The Farmer Review
Today, 10 August 2017, the Ministry of Justice published Lord Michael Farmer’s landmark review, ‘Importance of strengthening prisoners’ family ties to prevent reoffending and reduce intergenerational crime’, in which he identified family as the “golden thread” running through the processes of all prisons as well as in the planned prison reform process.
The review was commissioned in September 2016 specifically as part of the government’s prison reform programme. It was produced in partnership with Clinks with the remit to investigate how connecting prisoners with their families can improve offender wellbeing, assist in keeping the public safe and reduce reoffending.
Lord Farmer highlights the MoJ’s research that prisoners who receive visits from families or partners have a reoffending rae 39% lower than those who don’t. He highlights Lord Woolf’s inquiry into the riots at Strangeways and other prisons in 1990 and notes that one of his 12 major recommendations was that there should be:
Better prospects for prisoners to maintain their links with families and the community through more visits and home leaves and through being located in community prisons as near to their homes as possible.
Michael Farmer notes that there has been some significant change in the last 30 years but that this has been led mainly by the voluntary sector and that provision for links with families varies widely across the prison estate. He is clear that real change will need both investment and a change in culture:
The last 30 years have taught us that cultural change that will embed the importance of families to rehabilitation will not happen simply by a process of evolution. The reforms I am recommending will not be possible without the additional money and staff that have been promised to the prison system, but they will also require a change in the mind-set of many governors, senior staff and prison officers.
The report is structured to mirror the white paper on prison reform with chapters on:
- The Right Framework for Improvement,
- Raising Standards,
- Empowered Governors,
- Safe and Secure Prisons,
- Developing our leaders and staff, and
- Building the right estate for reform.
I set out his main recommendations below.
The report’s principal recommendations include:
- There should be a clear and simple structure for accountability as regards prisoners’ contact and relationships with their family.
- The Lord Chancellor and Secretary of State for Justice to be made responsible for ensuring prisoners’ family ties are consistently treated as important across the estate by including them in his accountabilities.
- The importance of ‘Maintaining and developing family relationships’ must be explicitly stated as part of the purpose of prison, to protect the agenda from being de-prioritised or dropped under future governments. (Interesting that this remains in the review, despite the government abandoning the Prisons and Courts Bill which would have set in law for the first time that a key purpose of prisons is to reform offenders.)

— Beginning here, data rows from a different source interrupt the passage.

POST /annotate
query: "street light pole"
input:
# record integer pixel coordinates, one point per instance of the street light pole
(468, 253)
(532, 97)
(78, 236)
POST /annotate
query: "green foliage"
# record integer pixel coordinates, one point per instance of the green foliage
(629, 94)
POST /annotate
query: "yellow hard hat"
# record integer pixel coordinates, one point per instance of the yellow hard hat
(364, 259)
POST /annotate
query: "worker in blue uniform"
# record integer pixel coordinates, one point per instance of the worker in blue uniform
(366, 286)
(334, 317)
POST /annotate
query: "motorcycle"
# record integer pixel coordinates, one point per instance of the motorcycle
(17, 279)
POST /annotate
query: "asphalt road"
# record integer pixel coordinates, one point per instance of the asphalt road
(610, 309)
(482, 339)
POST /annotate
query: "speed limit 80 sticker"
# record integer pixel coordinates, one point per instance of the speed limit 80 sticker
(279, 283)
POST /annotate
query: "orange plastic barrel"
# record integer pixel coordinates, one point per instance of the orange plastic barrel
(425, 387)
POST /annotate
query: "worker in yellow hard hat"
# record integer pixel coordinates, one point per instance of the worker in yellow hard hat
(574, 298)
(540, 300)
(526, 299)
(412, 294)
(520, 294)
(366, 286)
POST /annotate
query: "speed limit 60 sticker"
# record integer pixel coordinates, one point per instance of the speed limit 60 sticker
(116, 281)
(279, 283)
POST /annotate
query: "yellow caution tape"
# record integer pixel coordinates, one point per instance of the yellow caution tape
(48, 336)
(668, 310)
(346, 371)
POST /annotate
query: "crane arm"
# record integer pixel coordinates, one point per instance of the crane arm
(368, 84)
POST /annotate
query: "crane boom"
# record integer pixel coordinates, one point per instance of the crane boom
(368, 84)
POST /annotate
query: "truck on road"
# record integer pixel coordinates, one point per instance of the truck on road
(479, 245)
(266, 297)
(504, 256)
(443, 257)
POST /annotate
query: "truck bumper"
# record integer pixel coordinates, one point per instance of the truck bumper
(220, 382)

- It should also be explicitly specified that the Performance Agreements the Secretary of State enters into with governors and executive governors of prison clusters must include a ‘local family offer’ to ensure that effective family work is delivered inside prisons.

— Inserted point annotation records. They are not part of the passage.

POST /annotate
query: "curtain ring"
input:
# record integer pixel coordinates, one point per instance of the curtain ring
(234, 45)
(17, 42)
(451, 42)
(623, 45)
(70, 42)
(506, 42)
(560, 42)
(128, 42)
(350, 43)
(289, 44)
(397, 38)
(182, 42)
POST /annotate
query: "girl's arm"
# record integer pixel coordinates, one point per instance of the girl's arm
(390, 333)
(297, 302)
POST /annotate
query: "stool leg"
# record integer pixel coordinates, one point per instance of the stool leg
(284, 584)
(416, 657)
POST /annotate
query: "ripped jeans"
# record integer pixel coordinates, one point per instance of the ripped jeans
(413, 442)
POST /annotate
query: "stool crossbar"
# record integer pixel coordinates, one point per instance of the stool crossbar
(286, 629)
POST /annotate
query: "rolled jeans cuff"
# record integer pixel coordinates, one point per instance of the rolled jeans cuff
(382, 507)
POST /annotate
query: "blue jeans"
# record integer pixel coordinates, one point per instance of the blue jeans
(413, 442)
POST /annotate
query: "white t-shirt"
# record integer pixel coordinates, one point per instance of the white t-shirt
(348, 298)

- The Performance Agreement with each prison should specify the following local family offer elements (with guidance from the Ministry of Justice) but detailed design and delivery to be at the broad discretion of Governors in each establishment:
(a) Visitor base/centre and visiting services;
(b) Staffing structure to ensure family work is an operational priority;
(c) Extended visits;
(d) Family learning;and
(e) ‘Gateway’ communication system.
- The Ministry of Justice should ensure that the importance of family ties is a golden thread running through the new policy frameworks based on the revised and pruned body of Prison Service Orders and Prison Service Instructions and also Probation Instructions.

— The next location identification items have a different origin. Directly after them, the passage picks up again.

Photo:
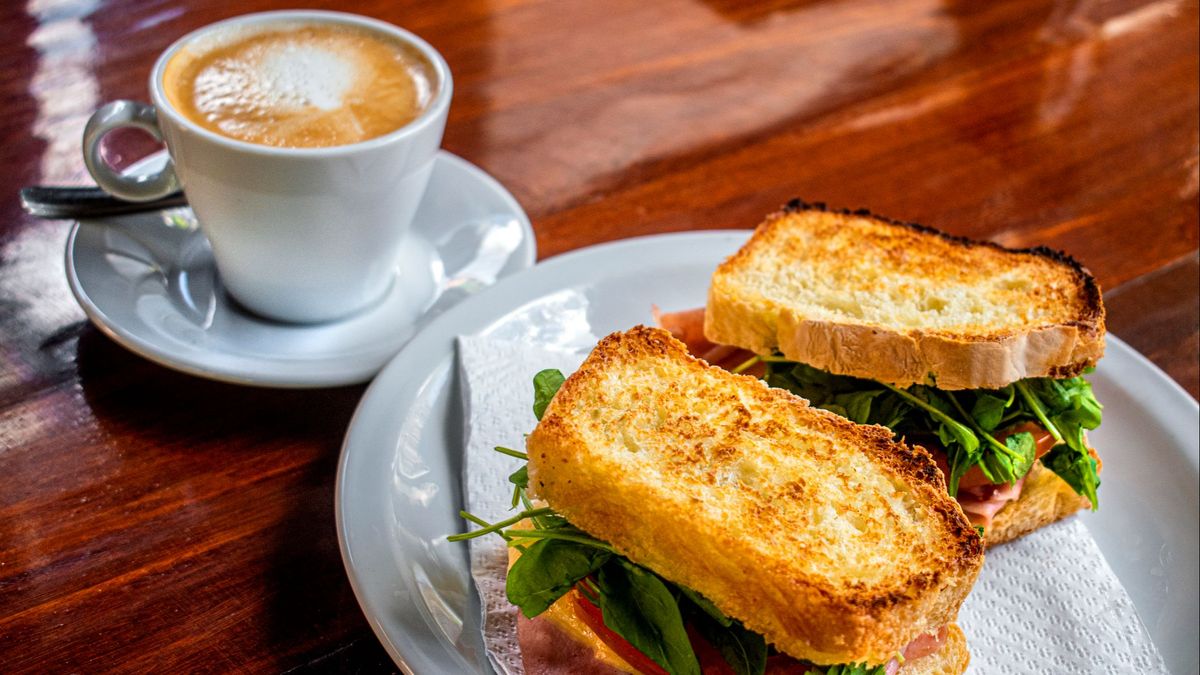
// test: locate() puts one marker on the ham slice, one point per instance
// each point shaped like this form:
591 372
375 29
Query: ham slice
982 502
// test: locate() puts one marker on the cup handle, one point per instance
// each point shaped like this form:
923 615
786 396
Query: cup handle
125 186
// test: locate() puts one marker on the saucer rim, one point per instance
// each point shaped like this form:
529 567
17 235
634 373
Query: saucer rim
525 257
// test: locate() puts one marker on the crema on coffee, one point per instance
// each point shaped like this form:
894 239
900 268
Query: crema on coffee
300 85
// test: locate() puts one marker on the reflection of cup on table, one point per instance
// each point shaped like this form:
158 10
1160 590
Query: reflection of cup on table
304 142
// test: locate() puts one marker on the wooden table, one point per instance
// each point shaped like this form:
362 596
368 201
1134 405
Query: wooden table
151 520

- Governors to be held to account for positive family work outcomes.
Other interesting recommendations include:
- Families to be involved in sentence and resettlement planning.
- A standardised visitors’ survey.
- Prison escort services should establish family contact details before an individual leaves court.
- Governors’ tenures should be a minimum of three years.
- Prisoners on ROTL should be able to visit families.
- All new-build prisons should be subject to the Government’s Family Test and required to produce a family impact assessment which should be published.
- Prisoners should be kept in their home region whenever possible.
- Virtual visits using Skype etc. should be available when family members are unable to visit “due to infirmity, distance or other factors.”
This is a rigorous and demanding review and we must wait and see what progress the MoJ and HMPPS make in implementing its recommendations. This will be both difficult to do in the current crisis situation, but imperative if we are to make any progress on prison reform. I shall leave the last word to Lord Farmer:
My report is not sentimental about prisoners’ families, as if they can, simply by their presence, alchemise a disposition to commit crime into one that is law abiding.
However, I do want to hammer home a very simple principle of reform that needs to be a golden thread running through the prison system and the agencies that surround it. That principle is that relationships are fundamentally important if people are to change.